Northern Ring-necked Snake - Bruce County

Smooth Greensnake - Liochlorophis vernalis

Growing up in southern Ontario, this was the one species I wanted to see more than any other. By the age of 17 I had seen the majority of Ontario's snakes, but this green gem had eluded me. It wasn't until May 5, 2007 when I finally laid eyes on my first Smooth Greensnake, and what a specimen it was!!

Smooth Greensnake - Niagara Region

The mythical status of this species disappeared, but it still became one of my most wanted species and I have enjoyed many hours in the following few years searching it out. I have been somewhat successful in that matter, though to this date I have only seen 13 individuals in Ontario. Most Smooth Greensnakes have a scratch, or a few scales missing, or some other imperfection so I was quite happy to come across this "perfect" individual in the summer of 2010 on the Bruce Peninsula.

Smooth Greensnake - Bruce County

Smooth Greensnake - Bruce County

Smooth Greensnakes are unique among Ontario's snakes in that they are the only species that feeds predominately on insects.
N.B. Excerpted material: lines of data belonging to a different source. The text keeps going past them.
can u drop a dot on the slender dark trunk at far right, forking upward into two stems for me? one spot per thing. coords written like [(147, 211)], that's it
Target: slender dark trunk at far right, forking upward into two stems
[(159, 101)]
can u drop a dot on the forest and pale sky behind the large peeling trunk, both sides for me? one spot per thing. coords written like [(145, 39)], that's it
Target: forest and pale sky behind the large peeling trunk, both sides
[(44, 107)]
Most snake species consume small rodents, earthworms, frogs, fish, earthworms or salamanders, however the meals of choice for Greensnakes include crickets, hairless caterpillars, and grasshoppers.
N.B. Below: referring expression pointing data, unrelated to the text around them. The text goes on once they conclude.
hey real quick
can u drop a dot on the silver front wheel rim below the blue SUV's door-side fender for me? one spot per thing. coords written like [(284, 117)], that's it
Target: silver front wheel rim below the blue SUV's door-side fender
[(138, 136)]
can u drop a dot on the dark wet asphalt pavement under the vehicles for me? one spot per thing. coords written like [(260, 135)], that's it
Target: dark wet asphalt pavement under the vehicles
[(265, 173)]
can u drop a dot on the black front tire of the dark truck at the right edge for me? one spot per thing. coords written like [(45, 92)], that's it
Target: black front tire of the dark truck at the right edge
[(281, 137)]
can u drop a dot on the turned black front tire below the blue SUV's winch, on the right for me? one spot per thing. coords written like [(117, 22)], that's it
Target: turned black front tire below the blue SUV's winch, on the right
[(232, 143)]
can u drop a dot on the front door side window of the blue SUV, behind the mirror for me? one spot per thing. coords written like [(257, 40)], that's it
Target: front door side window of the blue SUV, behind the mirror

Smooth Greensnake - Bruce County

Smooth Greensnake - Bruce County

If Northern Ring-necked Snakes are a non-imposing species, this one is even less so. I don't think you could make one open its mouth, much less attempt a bite, if you tried! Because of its beauty and docile nature, often they are caught in the wild and raised by captivity by amateur "herpers". Unfortunately this rarely ends well and most individuals die within a few weeks due to the difficulty in providing this finicky species with an ideal habitat and variable food source.

Smooth Greensnake - Norfolk County

Smooth Greensnake - Norfolk County

Smooth Greensnakes spend the majority of their time in green, grassy habitats, searching for their insect prey. Near impossible to see in this habitat, most of the ones I have discovered have been on the move across a different substrate between grassy habitats, or under small cover objects alongside fields early in the morning.

Smooth Greensnake - Muskoka District

Smooth Greensnakes are unique in that they have a very short incubation period. They do lay eggs, however the young are very far advanced in their development when the eggs are laid and often hatch within 1-2 weeks (most oviparous snakes lay eggs that hatch in 1-3 months). This short incubation period may be an adaptation to speed up development (by thermo-regulation through basking) since cool climates prevail over much of its breeding range. I was fortunately to come across a clutch of Smooth Green Snake eggs on August 9, 2009. I returned a few days later and was surprised to see several grayish neonates that had already hatched!

Smooth Greesnake eggs - Norfolk County

Smooth Greesnake eggs - Norfolk County

Stay tuned for the remaining two posts. Still to come are Black Ratsnake, Butler's Gartersnake, Blue Racer and Eastern Massasauga.

1 comment:

  1. Hmmm, I haven't seen many snakes other than garter snakes. I have seen one watersnake and two dead ring-neck snakes aside from the hundreds of garters.